今回は、薬局に車が突っ込んでくるという事例でしたが、その事故の時に、飛び込んでくる車を見ていたのか、はねられる人を見たのか、その時自分はどのように反応したのか、事故の直後どのようなことをしたのか、事情聴取ではどのようなことを話したのか、そのまま帰宅したのか、家に帰って家族とどんな話をしたのか、翌日はどのような行動したのか…などをしっかり聞くことにより、初めてクライアントが遭遇した出来事(惨事体験)を共有することができるのです。
さらにこのように事実を丁寧に振り返ると、出来事の後にクライアントを苦しめることになった第二の出来事(例えば警察の事情聴取で再び傷つく等)が存在する場合、その話を聞きやすくなる(聞き逃さない)手順でもあります。

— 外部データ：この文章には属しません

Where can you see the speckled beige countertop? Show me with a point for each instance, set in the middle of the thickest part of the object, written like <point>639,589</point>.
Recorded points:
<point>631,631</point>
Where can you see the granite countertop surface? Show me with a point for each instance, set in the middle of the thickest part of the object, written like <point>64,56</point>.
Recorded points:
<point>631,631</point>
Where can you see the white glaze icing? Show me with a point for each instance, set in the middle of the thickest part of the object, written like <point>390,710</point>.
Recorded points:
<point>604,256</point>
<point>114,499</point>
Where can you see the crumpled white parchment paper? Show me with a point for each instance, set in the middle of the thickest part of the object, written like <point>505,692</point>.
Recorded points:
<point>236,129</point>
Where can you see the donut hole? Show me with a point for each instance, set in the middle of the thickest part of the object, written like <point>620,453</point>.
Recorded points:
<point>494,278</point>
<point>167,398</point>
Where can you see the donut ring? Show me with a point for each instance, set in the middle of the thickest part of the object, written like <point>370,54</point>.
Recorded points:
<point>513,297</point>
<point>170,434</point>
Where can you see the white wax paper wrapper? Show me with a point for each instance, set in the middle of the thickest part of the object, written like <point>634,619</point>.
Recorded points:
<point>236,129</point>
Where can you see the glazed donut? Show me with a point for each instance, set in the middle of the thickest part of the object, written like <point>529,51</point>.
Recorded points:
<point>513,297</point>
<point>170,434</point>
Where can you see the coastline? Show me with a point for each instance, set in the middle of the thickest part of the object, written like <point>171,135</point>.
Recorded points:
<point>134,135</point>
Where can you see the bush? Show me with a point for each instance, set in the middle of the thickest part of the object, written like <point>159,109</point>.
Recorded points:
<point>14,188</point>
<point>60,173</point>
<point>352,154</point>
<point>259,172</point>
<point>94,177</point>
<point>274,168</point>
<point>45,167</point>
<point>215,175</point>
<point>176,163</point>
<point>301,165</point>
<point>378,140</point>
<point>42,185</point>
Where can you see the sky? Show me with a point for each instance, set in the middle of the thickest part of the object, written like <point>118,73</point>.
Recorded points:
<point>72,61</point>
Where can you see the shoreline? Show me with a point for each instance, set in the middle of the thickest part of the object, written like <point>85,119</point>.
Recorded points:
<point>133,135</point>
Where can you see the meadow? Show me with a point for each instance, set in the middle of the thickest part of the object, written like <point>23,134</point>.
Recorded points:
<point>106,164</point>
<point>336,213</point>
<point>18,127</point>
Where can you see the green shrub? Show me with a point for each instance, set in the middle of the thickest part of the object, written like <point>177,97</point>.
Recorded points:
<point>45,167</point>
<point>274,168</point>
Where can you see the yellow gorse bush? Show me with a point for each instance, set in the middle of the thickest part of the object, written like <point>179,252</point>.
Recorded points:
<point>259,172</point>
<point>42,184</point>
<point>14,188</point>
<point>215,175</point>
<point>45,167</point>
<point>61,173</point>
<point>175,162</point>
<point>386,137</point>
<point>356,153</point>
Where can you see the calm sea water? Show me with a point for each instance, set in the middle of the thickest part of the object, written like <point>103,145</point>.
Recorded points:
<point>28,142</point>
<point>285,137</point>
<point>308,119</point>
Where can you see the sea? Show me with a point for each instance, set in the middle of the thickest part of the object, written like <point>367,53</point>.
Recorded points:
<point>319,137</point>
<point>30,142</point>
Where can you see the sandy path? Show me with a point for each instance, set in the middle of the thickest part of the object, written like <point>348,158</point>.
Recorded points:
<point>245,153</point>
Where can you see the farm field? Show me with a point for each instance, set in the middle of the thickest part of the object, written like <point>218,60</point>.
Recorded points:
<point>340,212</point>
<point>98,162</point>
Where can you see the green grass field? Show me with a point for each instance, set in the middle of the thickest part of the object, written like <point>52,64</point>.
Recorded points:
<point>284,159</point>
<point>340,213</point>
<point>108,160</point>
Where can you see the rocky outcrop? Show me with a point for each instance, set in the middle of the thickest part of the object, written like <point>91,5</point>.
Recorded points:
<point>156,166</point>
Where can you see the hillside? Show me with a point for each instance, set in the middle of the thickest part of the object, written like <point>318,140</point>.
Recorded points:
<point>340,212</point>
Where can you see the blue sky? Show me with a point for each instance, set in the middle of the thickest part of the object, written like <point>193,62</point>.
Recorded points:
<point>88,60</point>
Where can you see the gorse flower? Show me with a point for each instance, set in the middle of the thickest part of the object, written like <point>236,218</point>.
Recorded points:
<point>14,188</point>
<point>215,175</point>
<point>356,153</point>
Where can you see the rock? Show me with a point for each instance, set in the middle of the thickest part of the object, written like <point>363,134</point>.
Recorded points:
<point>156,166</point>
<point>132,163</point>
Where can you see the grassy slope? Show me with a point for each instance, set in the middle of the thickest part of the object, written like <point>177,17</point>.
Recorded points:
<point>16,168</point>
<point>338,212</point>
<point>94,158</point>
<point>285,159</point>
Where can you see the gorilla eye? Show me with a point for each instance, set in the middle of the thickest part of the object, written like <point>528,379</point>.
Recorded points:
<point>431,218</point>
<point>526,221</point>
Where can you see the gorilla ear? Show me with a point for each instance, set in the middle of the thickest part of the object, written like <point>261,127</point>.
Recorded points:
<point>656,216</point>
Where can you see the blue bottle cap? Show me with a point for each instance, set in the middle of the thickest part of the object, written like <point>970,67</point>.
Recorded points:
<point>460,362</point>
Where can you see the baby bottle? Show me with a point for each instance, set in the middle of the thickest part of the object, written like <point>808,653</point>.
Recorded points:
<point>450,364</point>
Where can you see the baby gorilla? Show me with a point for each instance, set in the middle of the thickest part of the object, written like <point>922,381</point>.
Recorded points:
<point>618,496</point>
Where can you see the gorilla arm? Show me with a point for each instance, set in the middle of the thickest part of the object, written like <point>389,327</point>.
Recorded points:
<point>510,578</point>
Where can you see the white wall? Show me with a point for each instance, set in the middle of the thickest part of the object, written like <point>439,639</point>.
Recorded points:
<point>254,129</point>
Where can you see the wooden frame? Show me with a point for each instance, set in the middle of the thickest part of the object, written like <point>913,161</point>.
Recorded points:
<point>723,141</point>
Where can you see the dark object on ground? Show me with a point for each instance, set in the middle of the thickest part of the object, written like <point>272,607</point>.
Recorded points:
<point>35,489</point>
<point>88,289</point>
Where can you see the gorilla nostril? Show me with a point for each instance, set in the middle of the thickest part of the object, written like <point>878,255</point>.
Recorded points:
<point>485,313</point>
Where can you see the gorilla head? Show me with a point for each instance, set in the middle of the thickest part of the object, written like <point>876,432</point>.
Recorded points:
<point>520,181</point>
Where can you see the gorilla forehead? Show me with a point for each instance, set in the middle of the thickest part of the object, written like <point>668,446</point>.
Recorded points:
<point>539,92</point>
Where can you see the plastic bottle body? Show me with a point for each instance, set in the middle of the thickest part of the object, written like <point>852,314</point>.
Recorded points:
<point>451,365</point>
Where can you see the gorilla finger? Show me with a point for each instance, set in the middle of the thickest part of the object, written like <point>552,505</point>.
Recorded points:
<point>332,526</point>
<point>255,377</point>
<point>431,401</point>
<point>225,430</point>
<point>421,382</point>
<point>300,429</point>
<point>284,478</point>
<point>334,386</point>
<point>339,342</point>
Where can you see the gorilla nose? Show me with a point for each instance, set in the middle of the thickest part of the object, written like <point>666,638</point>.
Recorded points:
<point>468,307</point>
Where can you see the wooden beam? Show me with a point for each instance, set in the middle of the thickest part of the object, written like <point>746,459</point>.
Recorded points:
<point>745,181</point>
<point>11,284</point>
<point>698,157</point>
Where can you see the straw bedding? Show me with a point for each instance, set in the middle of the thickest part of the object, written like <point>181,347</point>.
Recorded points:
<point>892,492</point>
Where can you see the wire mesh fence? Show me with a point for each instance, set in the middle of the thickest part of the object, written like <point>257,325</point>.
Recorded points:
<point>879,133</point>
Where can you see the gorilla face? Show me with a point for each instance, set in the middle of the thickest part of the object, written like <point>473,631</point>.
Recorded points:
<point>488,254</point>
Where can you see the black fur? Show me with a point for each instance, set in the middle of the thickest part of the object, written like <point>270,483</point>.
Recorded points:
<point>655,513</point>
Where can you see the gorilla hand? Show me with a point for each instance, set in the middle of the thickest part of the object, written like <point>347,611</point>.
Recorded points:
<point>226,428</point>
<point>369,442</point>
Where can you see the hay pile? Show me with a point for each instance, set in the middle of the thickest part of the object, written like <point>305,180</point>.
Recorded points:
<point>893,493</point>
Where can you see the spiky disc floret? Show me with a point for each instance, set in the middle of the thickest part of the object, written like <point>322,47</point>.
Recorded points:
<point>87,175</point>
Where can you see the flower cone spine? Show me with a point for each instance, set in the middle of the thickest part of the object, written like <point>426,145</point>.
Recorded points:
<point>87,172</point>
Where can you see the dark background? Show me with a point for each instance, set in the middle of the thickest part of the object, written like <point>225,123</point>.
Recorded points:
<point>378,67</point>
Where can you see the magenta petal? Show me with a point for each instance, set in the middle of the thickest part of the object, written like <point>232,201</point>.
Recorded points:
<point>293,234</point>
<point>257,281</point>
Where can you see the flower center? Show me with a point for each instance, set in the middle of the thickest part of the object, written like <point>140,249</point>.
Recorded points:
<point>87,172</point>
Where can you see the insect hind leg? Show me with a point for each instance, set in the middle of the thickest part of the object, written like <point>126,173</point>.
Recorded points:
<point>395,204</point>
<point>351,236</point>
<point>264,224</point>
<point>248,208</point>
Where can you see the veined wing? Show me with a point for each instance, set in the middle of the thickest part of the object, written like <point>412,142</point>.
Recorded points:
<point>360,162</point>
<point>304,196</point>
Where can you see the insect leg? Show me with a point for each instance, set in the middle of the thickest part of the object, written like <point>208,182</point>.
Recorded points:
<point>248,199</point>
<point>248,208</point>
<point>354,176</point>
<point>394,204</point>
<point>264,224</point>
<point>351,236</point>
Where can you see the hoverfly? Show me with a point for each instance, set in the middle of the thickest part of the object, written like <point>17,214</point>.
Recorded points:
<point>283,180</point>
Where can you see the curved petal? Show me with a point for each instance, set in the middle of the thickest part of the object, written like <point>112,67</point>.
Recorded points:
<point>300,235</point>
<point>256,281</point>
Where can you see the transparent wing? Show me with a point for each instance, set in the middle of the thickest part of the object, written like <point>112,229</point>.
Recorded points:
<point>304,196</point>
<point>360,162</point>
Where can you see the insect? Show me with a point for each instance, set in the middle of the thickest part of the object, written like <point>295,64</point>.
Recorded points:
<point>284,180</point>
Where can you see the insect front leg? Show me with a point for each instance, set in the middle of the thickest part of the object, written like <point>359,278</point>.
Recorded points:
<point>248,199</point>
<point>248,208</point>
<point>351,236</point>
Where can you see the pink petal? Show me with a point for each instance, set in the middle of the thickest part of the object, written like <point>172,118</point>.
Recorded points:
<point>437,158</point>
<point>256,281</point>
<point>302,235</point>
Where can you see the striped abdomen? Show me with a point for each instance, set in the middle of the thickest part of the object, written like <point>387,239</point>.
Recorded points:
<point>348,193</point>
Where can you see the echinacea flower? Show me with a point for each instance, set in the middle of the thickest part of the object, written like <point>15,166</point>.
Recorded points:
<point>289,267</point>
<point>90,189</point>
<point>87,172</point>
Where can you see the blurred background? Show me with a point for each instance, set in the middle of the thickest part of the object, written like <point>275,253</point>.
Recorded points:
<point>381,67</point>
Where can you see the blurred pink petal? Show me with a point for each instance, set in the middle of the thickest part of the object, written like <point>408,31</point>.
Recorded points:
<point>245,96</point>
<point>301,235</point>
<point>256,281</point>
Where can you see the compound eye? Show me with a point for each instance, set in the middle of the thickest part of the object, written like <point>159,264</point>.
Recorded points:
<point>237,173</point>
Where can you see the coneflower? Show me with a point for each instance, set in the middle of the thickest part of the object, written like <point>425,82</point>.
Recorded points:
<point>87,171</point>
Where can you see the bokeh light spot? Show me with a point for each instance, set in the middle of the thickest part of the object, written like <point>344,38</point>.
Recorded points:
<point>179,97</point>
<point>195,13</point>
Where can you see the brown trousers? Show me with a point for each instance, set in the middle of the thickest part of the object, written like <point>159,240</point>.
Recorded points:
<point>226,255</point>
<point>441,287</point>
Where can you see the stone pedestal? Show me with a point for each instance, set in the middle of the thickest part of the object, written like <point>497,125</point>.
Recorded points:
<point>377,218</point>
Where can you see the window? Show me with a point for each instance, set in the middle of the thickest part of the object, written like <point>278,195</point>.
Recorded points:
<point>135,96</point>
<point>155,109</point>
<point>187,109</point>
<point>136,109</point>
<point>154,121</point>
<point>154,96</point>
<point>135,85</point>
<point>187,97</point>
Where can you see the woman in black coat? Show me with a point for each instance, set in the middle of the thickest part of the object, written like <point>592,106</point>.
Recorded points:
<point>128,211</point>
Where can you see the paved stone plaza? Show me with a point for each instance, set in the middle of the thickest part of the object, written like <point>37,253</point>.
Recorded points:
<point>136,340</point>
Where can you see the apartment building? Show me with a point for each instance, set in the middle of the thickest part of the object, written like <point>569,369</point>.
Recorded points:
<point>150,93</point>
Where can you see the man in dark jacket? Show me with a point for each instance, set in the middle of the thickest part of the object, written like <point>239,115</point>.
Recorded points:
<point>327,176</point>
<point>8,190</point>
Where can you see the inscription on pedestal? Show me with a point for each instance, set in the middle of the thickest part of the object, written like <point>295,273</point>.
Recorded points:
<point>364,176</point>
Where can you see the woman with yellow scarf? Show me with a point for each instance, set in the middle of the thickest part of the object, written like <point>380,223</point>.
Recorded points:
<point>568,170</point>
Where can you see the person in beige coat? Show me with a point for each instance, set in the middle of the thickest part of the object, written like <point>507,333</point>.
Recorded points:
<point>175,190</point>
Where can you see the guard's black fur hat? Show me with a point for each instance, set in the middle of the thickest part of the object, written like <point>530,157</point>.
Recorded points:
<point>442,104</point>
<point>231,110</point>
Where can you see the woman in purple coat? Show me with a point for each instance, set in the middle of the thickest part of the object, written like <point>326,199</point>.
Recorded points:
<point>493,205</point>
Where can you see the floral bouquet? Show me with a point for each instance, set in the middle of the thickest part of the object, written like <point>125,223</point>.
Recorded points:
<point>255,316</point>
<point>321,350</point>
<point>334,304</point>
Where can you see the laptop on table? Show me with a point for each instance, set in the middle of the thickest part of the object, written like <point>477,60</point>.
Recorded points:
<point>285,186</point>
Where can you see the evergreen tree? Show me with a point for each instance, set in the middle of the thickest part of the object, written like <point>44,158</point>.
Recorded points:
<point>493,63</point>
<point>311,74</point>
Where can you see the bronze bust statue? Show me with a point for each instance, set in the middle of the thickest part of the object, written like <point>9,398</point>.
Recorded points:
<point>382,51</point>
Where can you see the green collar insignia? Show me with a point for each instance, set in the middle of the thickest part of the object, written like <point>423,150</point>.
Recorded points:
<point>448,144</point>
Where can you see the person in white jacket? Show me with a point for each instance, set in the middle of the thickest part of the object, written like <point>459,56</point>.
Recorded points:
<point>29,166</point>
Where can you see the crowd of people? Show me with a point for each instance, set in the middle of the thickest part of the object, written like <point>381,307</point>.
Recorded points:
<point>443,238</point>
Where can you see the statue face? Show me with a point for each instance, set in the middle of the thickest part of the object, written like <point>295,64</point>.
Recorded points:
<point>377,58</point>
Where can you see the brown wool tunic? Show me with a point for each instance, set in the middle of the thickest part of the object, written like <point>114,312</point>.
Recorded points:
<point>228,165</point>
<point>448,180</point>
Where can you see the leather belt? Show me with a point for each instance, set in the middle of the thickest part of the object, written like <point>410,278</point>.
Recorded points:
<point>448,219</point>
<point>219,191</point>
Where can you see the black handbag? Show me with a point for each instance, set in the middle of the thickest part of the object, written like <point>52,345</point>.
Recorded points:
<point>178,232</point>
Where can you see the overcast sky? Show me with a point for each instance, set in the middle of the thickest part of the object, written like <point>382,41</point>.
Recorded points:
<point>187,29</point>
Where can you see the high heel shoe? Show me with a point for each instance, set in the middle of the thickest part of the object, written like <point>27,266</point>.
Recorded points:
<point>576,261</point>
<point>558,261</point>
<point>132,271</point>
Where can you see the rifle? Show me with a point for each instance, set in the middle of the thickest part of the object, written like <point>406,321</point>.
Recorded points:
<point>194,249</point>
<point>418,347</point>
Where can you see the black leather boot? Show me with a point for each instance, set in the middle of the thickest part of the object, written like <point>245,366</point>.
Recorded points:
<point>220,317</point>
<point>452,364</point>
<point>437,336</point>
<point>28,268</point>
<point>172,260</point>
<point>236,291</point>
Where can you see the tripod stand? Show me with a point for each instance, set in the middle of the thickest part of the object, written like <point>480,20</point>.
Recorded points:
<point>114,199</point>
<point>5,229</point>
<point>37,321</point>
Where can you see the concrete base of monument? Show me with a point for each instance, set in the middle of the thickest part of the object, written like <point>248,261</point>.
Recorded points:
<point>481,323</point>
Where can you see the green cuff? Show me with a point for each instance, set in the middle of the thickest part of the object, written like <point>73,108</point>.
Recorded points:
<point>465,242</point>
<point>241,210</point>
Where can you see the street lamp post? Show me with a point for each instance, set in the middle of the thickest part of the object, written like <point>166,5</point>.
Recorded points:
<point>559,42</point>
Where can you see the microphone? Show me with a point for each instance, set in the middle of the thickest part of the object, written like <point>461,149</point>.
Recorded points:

(ですから、あまり時間がない時でも「それから今までの間に、この事故に関してさらにショックを受けるようなことを言われたり、新たな情報が入ってそれから一層辛くなってしまうような事はありませんでしたか」などと聞いてみてください。)
また、このように事実を丹念に聞いていくと、罪悪感や無力感が強くなっているクライアントの主観的な記憶が、話してるうちに、より客観的なものに変化していくことがあるのです。例えば「案外自分はいろんなことをしていたんだ」と無力感が緩んだり、「自分だけのせいではなかったのかもしれない」と自責が軽くなることがあるのです。
講座でお伝えしている、事実認識(体験)を丹念に聞く意味を、もう一度整理していただくといいと思います。
 
<③症状の確認について>
症状の確認が十分でなかった人が多かったようです。症状を確認する意味についてもう一度考えてみましょう。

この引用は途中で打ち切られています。